A Era das Bestas
Era madrugada de sexta-feira, dia 1º de setembro. Fazia muito frio e eu estava ansioso para que meu turno acabasse, queria voltar para casa e me enfiar sob os cobertores em frente ao fogo.
O silêncio ali era tão profundo que podíamos ouvir os coelhos correndo pelo campo e era realmente difícil se manter acordado naquele lugar onde nada acontecia, mas a pena por dormir em serviço era a reclusão na prisão militar e eu definitivamente não desejava isso, então lutava contra o sono com todas as minhas forças.
Eu estava de guarda havia mais de 24 horas quando olhei para o relógio que marcava 04h20 da manhã. Enchi minha caneca com chá que àquela hora já estava morno e bebi de uma única vez. O líquido caiu em meu estomago e em vez de apaziguar a fome que eu sentia pareceu provocá-la ainda mais.
Resolvi sair da guarita e caminhar um pouco, talvez o movimento das pernas e o ar puro e gelado do outono me fizessem despertar e resistir pelas próximas horas.
Acendi um cigarro. Ainda estava escuro e o céu estava coalhado de estrelas. Sempre gostei de olhar as estrelas, tão distantes de toda a banalidade humana parecem puras. Procurei por alguma estrela-cadente me lembrado que minha avó sempre dizia que elas traziam sorte, mas não encontrei nenhuma.
Eu estava ali fora contemplando o céu há pouco mais de vinte minutos quando avistei algo se movimento no horizonte e vi quando, junto com os primeiros raios de luz trazidos pela da aurora, dezenas de homens vinham em minha direção marchando com passo firme e determinado, como se nada pudesse pará-los.
Gritei questionando quem eram aquelas pessoas que se aproximavam da linha de fronteira sem qualquer aviso e dei ordem para que parassem. Não houve qualquer resposta à minha pergunta.
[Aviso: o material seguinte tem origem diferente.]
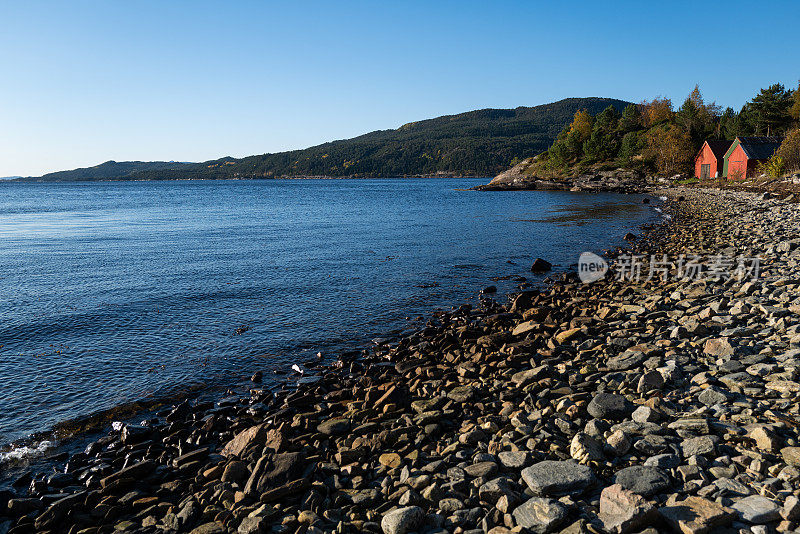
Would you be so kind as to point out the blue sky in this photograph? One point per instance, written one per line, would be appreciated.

Fui surpreendido pelo som gutural de vozes que falavam a pesada língua dos alemães. Corri em desespero até a caserna e lá dentro tentei explicar para os outros homens tão sonolentos quanto eu que soldados alemães estavam se aproximando, que vinham em nossa direção para atravessar a fronteira e tínhamos que fazer alguma coisa para impedi-los, contudo nenhum dos meus companheiros de armas pareceu entender o que eu dizia. Todos me olhavam como se eu estivesse louco ou embriagado, até que ouviram os passos fortes e ritmados do lado de fora.
Só então saíram para o amanhecer frio tentando entender o que estava acontecendo e, a princípio, nenhum de meus colegas cogitou que aquilo fosse realmente um ataque à nossa fronteira até que um de nossos homens tentou se postar em frente aos alemães para exigir a apresentação de seus documentos ou impedi-los de transpor a linha que dividia nossos países e avançar sobre o solo polonês e acabou golpeado na cabeça sendo lançado com violência ao chão enquanto nós atônitos apenas observávamos.
Um jovem alto e forte, com cabelos louros e olhos azuis, tomou à frente dos demais que agora afluíam em número cada vez maior e, sem qualquer cerimônia ou receio, como se aquela fosse uma atitude trivial, levantou a barreira que marcava a fronteira entre o território alemão e o território polonês e, como se estivesse abrindo as portas de sua própria casa para que seus amigos pudessem entrar, abriu caminho para o avanço alemão.
Ficamos ali, assustados e assistindo impotentes aos panzers que desfilavam diante de nossos olhos incrédulos que testemunhavam aquela cena sem compreender seu significado e sua magnitude, sem sequer imaginar que, a partir daquele dia a Europa e o mundo nunca mais seriam os mesmos.
Um fotógrafo alemão de mãos delicadas e compleição física menos atlética que a de seus companheiros estava lá para imortalizar aquele momento histórico, o momento em que a Alemanha invadiu a Polônia sem disparar um tiro sequer e, com isso, deu início a era mais bestial que a humanidade já conheceu.